I went over to the bed and sat down on what I presumed would be a straw filled mattress, as that seems to be the norm for such places as this, according to all the fiction I have read over the years. Sadly, whoever ran this particular tavern had failed to read the same titles as I had, and I found myself sitting on boards instead. Hard boards, covered by a thin, worn blanket which itself had a small colony of lice that had moved in and seemed as settled as they could be. I even saw a tiny, well manicured lawn that the respectable lice had tended carefully, complete with flower borders and a minuscule swing seat.
Careful not to upset the lice further, who seemed to be shaking small, licey fists at me for interrupting what would appear to have been their annual fete, I got up and instead sat on a chair that had been provided for that very purpose. I was busy looking around for a plug socket for my laptop but only managing to find dust, splinters and a mean looking spider sharpening scissors on the back of a millipede, when the door was unlocked and in stepped someone that made me sit very still.
With my mouth open.
Wide.
'Hello' Sidney said, striding into the room, wearing what appeared to be a chainmail bikini.
'You're....here' was all I could manage, followed by a pause and then 'Talking?'
'Yeth' Sidney said, smiling broadly. 'It appearth that here I am able to talk, but I theem to have a lithp.The barmaid downthtairth found it motht appealing.

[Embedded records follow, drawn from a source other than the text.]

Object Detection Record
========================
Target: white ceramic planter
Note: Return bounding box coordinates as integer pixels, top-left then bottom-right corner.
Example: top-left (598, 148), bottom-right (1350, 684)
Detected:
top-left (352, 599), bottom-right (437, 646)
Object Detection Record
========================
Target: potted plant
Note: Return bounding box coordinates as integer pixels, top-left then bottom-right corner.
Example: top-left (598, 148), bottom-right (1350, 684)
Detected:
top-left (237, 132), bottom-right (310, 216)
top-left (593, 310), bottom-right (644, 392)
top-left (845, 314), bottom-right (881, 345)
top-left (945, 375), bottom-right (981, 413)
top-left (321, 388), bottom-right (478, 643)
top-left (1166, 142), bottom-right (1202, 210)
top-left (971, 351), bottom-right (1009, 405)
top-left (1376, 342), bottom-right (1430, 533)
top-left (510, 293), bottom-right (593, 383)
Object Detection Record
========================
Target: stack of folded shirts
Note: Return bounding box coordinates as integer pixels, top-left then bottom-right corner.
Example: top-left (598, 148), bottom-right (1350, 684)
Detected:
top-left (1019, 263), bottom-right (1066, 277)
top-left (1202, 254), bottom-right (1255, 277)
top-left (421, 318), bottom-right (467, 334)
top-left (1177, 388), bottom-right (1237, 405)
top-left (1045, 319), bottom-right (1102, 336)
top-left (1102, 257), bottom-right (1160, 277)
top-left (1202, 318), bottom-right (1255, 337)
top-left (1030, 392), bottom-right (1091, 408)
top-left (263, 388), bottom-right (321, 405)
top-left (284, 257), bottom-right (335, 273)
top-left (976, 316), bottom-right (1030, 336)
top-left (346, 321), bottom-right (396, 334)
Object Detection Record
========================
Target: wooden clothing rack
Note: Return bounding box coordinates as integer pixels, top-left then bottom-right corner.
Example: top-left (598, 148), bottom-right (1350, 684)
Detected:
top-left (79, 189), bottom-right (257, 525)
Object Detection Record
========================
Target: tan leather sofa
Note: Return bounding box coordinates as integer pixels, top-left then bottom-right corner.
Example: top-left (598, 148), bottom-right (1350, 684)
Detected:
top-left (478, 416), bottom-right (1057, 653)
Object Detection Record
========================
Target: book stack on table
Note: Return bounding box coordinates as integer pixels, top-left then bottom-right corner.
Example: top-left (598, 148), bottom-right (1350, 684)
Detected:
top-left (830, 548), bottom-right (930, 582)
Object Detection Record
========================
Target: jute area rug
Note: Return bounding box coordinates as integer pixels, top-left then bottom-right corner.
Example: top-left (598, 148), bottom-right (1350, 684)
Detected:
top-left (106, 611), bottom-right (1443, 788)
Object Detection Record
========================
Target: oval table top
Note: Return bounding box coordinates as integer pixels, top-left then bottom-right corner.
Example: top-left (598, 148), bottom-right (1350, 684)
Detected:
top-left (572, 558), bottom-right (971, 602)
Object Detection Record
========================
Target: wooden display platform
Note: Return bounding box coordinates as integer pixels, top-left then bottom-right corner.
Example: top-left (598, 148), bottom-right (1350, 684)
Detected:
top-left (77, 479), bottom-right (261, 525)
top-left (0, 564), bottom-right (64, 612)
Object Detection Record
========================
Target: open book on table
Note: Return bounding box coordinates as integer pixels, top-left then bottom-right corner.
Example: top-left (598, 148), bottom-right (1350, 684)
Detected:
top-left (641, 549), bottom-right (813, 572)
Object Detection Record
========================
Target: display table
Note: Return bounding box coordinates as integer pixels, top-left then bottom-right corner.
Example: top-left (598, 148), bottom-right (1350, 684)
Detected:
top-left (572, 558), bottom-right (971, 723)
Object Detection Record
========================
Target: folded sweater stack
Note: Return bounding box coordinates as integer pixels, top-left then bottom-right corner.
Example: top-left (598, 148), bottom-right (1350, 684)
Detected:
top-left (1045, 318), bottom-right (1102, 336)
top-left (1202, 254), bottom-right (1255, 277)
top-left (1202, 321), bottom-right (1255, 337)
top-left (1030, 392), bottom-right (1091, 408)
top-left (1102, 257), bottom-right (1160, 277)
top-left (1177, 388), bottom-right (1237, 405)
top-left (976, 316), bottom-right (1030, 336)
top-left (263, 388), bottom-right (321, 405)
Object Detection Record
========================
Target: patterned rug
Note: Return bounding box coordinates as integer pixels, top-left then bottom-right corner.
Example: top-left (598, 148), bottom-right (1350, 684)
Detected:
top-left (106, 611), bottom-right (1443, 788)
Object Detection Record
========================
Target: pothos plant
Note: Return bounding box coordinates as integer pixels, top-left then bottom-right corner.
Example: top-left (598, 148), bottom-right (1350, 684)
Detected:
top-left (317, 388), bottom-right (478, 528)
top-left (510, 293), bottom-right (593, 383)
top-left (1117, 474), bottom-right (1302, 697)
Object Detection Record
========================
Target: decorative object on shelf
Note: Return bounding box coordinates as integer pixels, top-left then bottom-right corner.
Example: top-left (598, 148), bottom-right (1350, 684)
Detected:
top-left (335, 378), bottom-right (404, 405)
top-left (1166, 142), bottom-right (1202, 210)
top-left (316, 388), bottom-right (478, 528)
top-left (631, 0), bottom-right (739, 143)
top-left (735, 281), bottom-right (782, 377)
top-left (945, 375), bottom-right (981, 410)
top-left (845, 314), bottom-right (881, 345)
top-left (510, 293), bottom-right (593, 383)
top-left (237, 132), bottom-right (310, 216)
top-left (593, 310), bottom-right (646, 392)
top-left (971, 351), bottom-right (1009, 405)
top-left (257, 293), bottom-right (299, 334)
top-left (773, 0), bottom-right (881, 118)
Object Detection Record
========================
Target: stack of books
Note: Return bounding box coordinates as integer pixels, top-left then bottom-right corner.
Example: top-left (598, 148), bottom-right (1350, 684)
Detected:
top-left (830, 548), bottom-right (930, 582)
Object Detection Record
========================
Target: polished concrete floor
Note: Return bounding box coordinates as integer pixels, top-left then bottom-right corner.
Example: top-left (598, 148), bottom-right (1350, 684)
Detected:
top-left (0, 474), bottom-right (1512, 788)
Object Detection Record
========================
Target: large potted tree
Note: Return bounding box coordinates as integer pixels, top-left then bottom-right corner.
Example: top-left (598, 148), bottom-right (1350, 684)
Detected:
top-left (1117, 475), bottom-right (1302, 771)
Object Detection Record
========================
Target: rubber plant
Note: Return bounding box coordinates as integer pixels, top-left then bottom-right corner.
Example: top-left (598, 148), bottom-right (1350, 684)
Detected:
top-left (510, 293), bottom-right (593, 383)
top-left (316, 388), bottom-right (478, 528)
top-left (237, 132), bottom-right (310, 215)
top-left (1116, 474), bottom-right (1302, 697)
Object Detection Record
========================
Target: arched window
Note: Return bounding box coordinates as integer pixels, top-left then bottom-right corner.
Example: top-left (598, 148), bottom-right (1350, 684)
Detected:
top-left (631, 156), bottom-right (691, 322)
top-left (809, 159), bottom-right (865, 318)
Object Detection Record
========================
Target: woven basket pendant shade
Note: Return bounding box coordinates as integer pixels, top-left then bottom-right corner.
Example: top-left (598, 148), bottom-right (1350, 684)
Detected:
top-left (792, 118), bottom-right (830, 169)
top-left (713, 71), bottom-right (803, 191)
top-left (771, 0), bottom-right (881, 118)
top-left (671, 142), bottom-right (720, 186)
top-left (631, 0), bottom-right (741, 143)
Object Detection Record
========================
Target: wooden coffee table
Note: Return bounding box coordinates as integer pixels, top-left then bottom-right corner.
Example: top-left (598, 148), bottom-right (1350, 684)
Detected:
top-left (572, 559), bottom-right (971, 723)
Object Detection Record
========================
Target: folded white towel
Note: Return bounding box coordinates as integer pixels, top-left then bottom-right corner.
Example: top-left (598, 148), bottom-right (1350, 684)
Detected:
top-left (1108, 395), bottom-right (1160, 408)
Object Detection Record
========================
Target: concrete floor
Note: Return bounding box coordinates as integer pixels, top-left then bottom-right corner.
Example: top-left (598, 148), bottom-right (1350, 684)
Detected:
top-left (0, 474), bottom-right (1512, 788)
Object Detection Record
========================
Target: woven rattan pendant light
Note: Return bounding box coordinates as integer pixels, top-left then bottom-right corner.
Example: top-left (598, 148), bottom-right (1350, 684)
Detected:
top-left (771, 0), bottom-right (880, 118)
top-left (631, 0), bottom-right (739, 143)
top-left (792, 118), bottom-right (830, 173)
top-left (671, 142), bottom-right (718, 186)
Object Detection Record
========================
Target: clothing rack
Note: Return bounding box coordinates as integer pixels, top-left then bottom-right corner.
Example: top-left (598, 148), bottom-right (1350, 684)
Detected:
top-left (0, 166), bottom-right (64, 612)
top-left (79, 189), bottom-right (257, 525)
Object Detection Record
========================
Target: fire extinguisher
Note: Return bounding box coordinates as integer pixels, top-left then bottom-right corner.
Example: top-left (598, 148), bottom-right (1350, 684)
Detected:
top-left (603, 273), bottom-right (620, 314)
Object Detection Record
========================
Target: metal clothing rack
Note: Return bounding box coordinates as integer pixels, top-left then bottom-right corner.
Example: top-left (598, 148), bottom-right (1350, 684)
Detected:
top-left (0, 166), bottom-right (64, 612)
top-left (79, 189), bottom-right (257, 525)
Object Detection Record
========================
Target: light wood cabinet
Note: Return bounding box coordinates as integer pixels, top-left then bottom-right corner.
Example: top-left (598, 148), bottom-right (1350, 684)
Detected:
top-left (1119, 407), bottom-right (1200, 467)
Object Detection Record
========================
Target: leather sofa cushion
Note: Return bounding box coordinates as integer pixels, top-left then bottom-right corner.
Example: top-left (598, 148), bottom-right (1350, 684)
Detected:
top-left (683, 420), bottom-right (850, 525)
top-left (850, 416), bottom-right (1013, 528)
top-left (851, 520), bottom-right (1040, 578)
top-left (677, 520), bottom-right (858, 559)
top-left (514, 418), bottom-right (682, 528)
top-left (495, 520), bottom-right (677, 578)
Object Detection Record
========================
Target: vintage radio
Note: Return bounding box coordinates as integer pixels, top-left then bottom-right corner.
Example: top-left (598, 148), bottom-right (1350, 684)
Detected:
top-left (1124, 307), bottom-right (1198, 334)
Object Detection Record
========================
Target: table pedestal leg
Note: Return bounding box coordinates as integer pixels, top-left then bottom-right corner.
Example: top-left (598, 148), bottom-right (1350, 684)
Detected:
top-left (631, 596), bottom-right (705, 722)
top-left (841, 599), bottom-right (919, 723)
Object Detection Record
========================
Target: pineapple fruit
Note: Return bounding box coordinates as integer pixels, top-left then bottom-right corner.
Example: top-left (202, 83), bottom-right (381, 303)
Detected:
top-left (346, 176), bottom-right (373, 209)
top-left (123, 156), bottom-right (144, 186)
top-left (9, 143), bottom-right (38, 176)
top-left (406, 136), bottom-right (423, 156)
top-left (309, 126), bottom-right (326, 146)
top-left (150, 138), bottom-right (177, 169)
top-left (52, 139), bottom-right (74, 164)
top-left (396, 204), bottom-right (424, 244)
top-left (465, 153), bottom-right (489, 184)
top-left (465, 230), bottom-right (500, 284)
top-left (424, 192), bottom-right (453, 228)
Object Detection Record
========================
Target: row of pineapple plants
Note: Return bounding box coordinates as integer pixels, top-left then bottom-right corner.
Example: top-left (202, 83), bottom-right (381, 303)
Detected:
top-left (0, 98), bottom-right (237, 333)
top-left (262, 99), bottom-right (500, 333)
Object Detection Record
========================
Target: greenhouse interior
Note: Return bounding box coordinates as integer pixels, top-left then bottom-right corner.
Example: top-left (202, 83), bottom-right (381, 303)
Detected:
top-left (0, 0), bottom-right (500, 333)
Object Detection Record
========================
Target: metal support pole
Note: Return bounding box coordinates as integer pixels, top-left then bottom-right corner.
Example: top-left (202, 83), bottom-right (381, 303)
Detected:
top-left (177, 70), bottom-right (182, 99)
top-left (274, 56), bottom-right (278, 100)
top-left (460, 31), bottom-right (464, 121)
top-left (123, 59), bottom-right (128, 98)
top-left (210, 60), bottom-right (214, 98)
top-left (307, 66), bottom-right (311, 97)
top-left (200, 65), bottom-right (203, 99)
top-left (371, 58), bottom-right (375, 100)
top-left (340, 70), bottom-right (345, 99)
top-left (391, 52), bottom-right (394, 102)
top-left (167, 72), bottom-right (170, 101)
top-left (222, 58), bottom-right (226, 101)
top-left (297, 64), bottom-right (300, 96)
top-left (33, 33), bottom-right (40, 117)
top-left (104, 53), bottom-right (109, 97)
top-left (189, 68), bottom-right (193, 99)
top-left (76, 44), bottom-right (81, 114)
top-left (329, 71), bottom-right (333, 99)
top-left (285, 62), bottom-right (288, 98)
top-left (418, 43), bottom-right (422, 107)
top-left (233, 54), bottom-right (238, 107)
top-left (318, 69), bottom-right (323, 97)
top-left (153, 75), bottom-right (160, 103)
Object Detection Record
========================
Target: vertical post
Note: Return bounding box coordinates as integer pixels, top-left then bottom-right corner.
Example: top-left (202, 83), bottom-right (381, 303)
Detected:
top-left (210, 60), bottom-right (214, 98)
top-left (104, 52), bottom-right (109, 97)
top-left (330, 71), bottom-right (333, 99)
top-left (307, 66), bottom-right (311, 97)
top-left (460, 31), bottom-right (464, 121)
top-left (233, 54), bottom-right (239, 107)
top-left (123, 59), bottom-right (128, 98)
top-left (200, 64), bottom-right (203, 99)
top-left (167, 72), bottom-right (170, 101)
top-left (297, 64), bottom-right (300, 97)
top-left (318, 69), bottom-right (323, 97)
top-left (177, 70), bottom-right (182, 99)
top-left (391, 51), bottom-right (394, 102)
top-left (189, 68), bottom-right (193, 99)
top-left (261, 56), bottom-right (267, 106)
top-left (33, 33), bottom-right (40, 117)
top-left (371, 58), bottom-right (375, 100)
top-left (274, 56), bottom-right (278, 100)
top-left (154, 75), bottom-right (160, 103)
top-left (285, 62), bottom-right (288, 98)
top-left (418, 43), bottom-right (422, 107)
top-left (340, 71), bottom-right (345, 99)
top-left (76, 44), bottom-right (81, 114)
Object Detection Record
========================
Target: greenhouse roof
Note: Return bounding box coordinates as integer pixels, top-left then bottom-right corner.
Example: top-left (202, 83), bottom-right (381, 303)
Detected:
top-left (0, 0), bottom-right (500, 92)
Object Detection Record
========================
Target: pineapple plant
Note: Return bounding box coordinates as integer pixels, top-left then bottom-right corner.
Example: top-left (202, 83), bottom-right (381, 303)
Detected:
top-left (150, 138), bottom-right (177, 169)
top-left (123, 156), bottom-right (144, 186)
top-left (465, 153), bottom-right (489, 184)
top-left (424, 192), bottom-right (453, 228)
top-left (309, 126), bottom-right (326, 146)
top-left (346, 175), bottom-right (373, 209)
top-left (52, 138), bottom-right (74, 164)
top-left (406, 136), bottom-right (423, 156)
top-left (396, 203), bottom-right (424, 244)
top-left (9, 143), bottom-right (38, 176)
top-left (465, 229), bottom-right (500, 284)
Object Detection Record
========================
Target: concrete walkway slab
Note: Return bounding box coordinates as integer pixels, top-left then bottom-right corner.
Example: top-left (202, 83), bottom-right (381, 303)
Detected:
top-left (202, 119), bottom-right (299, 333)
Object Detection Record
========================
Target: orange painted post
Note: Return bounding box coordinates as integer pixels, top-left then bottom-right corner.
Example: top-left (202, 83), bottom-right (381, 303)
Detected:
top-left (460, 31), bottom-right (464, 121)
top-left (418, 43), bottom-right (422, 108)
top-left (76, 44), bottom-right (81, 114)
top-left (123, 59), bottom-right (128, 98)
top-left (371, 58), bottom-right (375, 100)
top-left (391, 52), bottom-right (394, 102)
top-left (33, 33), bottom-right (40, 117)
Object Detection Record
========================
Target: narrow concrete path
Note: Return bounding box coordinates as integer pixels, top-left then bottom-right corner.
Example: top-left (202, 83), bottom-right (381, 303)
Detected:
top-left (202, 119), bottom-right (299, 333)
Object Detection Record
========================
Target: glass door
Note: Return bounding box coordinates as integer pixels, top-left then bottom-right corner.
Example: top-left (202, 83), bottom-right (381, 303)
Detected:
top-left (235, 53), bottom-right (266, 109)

Thee gave me her number.'
I continued to stare at my cat.
'Do you like my armour?' he said, twirling round and rattling the links of his impractical swimwear.
'It's very........nice' I was finding the link between my brain and mouth had been severed by shock.
'Yeth I thought tho' Sidney continued to beam at me.
'Tho' he said, walking over to the bed where he sat down. I heard the screams of lice and the crunching of what I presumed was the ferris wheel they had erected for their fete. 'What ith going on then? They didn't tell me much.'
'Me neither' I said just as the door opened and in stepped someone who, I had a funny feeling, might be about to let us know just what was going on.